No outro sentido, observando os processos mentais, de modo mais profundo e preciso, a ordem do aumento da entropia parece mais emaranhada. Pensar consiste numa constante evocação das memórias e projeções sobre o que pode estar por detrás do véu obscuro que impede rememorar o futuro. Eu sei que sou eu, porque todo o meu passado, nesse instante, como recordação e, ao mesmo tempo, como consciência instantânea, me dá uma ideia persistente de que sou, nesse instante ínfimo, o que sempre tenho sido.

Mas também sei que a coleção de memórias que caoticamente formam o texto e o subtexto que narram a história que identifico com meu eu – com eu mesmo – está se ampliando. Assim como de uma célula de meu pai e outra de minha mãe, meu corpo se formou e agora declina em sua vitalidade, meu eu se expande a cada experiência que se acumula na coleção de instantes que constituem minha existência.

De um modo existir é essa soma de acontecimentos que podem ser reunidos na memória para somar, sem destruir, mas lentamente modificar, a narrativa que me dá a constante sensação de ser e de estar mudando. Morrer, então, consiste na interrupção do processo, de registrar e rememorar acontecimentos.

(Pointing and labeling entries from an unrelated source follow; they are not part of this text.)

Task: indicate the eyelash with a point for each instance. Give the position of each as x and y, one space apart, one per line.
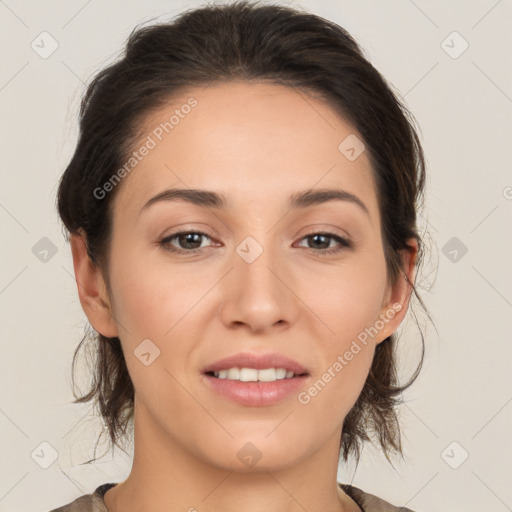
344 243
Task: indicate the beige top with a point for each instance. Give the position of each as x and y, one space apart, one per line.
366 502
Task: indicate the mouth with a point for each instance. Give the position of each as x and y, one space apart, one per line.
255 380
254 374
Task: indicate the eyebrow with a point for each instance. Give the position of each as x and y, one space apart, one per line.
210 199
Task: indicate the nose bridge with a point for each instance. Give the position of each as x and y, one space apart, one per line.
255 293
257 262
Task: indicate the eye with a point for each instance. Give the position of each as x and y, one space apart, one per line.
324 239
188 242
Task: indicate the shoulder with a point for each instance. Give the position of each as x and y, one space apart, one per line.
88 502
369 502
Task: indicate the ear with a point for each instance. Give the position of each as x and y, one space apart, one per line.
396 302
91 288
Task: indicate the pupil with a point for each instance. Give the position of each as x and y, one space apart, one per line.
316 237
188 238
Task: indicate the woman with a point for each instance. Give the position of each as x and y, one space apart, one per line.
242 215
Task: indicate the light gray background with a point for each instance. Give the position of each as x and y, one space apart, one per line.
464 108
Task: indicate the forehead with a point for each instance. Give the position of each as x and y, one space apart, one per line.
258 142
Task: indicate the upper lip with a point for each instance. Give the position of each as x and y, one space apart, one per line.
257 361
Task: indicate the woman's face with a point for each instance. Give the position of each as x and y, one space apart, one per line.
250 282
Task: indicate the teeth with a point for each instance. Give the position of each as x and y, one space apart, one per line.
254 375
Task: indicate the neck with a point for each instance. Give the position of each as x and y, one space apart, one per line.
167 476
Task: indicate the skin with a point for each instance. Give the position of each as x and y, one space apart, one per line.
256 143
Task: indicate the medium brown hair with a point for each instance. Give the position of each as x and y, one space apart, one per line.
245 41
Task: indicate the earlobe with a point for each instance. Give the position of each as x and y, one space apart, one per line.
92 290
395 307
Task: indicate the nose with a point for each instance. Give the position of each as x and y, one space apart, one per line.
257 294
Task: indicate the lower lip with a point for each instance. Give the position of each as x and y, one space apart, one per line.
256 394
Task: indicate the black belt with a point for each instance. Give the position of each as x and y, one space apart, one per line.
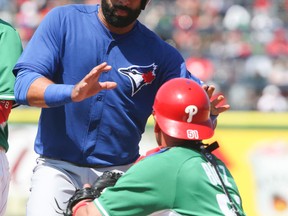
79 165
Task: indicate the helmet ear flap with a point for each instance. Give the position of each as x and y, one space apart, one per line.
157 129
143 4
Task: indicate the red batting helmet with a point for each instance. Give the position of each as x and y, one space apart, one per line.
182 110
144 3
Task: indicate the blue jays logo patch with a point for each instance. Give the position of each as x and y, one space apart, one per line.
139 75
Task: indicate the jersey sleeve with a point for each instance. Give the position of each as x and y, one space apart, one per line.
41 54
136 194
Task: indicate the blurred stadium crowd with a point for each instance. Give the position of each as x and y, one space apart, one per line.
240 46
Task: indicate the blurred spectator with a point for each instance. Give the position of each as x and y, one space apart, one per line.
272 100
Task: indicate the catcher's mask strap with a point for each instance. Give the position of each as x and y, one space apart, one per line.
213 146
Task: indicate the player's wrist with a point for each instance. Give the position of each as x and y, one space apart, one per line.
80 204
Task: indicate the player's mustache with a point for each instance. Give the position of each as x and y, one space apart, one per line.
121 7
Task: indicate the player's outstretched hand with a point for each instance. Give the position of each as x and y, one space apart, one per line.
217 105
90 84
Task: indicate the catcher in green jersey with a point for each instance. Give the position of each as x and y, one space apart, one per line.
10 50
183 177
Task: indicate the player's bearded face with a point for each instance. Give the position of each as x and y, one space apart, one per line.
119 21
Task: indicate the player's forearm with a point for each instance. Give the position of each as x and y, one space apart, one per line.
33 89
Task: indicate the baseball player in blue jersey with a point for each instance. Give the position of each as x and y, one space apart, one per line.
94 70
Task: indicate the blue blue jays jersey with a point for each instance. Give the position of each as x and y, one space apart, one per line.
104 129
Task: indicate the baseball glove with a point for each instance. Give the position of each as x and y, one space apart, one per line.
107 179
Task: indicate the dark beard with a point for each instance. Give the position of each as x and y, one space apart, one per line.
119 21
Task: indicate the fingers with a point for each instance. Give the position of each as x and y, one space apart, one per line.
86 185
96 71
215 109
209 89
108 85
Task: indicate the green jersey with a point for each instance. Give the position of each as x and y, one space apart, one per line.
178 179
10 50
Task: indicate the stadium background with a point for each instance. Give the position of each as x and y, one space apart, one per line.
240 46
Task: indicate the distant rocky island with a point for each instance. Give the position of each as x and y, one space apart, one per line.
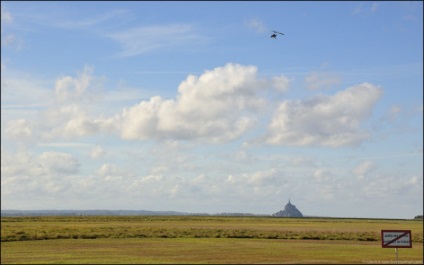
289 211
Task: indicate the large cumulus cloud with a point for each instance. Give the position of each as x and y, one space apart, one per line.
219 105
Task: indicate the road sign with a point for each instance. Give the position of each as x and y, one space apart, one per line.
396 239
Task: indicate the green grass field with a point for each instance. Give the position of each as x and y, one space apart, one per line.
140 239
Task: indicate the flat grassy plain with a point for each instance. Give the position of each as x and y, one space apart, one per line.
202 239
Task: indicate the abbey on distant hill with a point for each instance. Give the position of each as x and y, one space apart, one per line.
289 211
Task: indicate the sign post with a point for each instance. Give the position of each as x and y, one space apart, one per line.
396 239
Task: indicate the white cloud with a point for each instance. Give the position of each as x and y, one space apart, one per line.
217 106
108 170
97 152
324 120
55 162
363 169
18 129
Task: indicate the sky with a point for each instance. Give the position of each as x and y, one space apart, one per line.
192 107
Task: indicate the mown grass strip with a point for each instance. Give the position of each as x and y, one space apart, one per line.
101 227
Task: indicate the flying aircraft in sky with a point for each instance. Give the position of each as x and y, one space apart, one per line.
274 35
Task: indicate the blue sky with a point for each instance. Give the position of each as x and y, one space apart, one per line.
191 106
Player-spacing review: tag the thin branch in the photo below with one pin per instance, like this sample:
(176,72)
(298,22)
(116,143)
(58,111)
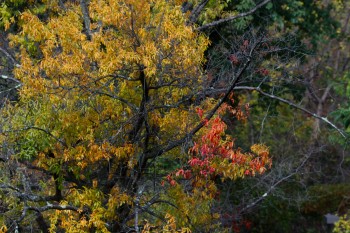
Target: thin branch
(196,12)
(215,23)
(86,17)
(324,119)
(273,186)
(10,57)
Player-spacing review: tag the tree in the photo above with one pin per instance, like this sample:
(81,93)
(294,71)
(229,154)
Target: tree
(110,91)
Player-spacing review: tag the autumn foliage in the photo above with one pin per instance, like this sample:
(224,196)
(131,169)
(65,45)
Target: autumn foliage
(108,90)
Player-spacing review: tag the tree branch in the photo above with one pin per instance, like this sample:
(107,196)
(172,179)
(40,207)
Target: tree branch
(324,119)
(241,15)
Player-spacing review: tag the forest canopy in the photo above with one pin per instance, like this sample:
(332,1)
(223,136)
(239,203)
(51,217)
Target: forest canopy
(171,115)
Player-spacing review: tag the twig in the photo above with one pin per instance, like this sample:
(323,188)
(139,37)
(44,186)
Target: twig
(215,23)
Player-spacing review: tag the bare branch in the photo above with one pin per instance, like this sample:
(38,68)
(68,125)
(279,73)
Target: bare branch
(215,23)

Paradoxalmente, a vida do intelecto é uma revolta constante contra a disruptura dos instantes. A memória das informações acumuladas no DNA, permite que a vida navegue pelo tempo, que se infiltre pelas fissuras em suas paredes.

Nos mamíferos, e mais intensamente nos humanos e, talvez, em baleias e golfinhos, a memória como processo intelectual – e não meramente como inscrição de informações numa base de dados bioquímica e molecular – realiza esse desafio a direção crescente do grau de desordem das partículas em um sistema físico. A mente desafia a entropia.

Ainda que a mente de cada ser consciente seja destruída pelo tempo, ela só existe contra a disruptura do tempo. O intelecto se serve da simetria dos instantes. Como cada instante é parte de uma totalidade, a mente os manipula, para ampliar a si mesma, para superar o útero no qual surge.

Estamos presos na cápsula tridimensional envolta pelo espaço tempo. De modo estranho, como no movimento da luz o tempo se mostra imóvel e pleno, na morte se decide o mistério da mente.

Ela é filha do tempo espaço?

Ela pode existir sem a cadeia de eventos que chamamos de causalidade?

Tempo e causalidade existem, ou são aparências que se dissipam na medida em que a consciência se expande?